Zdaniem eksperta, możliwe opóźnienie wejścia w życie regulacji dotyczących dystrybucji ubezpieczeń byłoby dobre dla branży, ponieważ niektóre firmy zupełnie się nie przejmują zmianami, jakie wprowadzą nowe przepisy ustawy. – Najważniejszą nadchodzącą zmianą jest konieczność badania potrzeb klienta, coś niby oczywistego, co większość praktyków tego rynku robi od zawsze. I właśnie dlatego te nowe przepisy ci praktycy bagatelizują. W ich podejściu do klienta zmieni się faktycznie niewiele. Dużo zmieni się jednak w dokumentowaniu i ewentualnym udowodnieniu tego, co faktycznie powiedziało się klientowi. Co ważne, razy mogą przyjść nie od strony najbardziej oczywistej, czyli z KNF czy UOKiK, w tej rozgrywce mogą je wymierzać kancelarie odszkodowawcze. Warto zatem zadbać o odpowiednią infrastrukturę i procedury zabezpieczające przed takimi sporami. Na rynku ubezpieczeniowym widoczna również będzie konsolidacja, jako nieunikniona konsekwencja nadchodzących zmian – mówi Michał Kwasek.
Ekspert ANG Spółdzielnia zauważa, że w przyszłym roku powinny być istotne jeszcze trzy trendy:
- wzrost znaczenia prywatnych polis zdrowotnych: obecnie w dominujący sposób potrzebę tę zaspakajają prywatne poradnie medyczne, jednak może ulec to zachwianiu. Jak wyjaśnia Michał Kwasek: – Zbyt duży sukces skutkuje obserwowanym spadkiem jakości, w efekcie którego klienci mogą zechcieć migrować w produkty oferowane przez towarzystwa ubezpieczeniowe, które dają zdecydowanie szerszą ofertę placówek, a tym samym dostępność, co przecież w tym produkcie jest najważniejsze. Zmiana biegu rzeki klientów w sektorze ubezpieczeń zdrowotnych może być jednym z ważniejszych wydarzeń 2018 r.

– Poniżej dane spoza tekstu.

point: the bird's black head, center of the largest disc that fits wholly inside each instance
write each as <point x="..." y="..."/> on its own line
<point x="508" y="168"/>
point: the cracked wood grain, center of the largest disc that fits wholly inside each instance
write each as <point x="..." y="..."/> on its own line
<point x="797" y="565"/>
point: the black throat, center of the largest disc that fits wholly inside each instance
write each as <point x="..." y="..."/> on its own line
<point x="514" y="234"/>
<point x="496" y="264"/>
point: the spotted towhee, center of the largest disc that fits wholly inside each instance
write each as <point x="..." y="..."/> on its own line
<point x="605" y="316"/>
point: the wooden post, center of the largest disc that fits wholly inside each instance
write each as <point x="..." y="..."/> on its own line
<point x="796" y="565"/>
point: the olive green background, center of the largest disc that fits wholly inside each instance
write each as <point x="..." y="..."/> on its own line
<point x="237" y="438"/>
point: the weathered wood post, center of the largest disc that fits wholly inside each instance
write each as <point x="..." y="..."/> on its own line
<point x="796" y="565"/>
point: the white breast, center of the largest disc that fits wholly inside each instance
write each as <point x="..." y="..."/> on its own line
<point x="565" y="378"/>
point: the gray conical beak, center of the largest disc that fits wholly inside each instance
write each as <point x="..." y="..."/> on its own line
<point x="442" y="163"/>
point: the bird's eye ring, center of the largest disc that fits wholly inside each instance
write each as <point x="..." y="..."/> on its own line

- rozwój oferty produktowej chroniącej klientów przed konsekwencjami cyberataków: obecnie popyt, a więc i podaż tych produktów jest niewielka, ale rok 2017 to zauważalny wzrost liczby cyberataków, dlatego kolejny rok może przynieść istotną zmianę w tym segmencie rynku
- większe zainteresowanie ofertami na niszowe ryzyka i personalizowanie ofert: podwyższają się wymagania legislacyjne, a marża na dotychczasowe produkty maleje, można natomiast zauważyć większą świadomość klientów odnośnie ryzyk, a co za tym idzie wzrastają ich wymagania. Ponadto dostępne są coraz liczniejsze rozwiązania technologiczne, które umożliwiają precyzyjną analizę potrzeb. – To wszystko skutkować będzie koniecznością istotnej zmiany w percepcji, otwartości na nowości i apetycie na nowe ryzyka po stronie ubezpieczycieli. W 2018 r. obserwować będziemy zatem drugą młodość porównywarek ubezpieczeniowych, indywidualnych bądź dedykowanych wąskim grupom odbiorców ofert i wreszcie przecierających pierwsze szlaki projektów insurtechowych – prognozuje ekspert ANG Spółdzielni.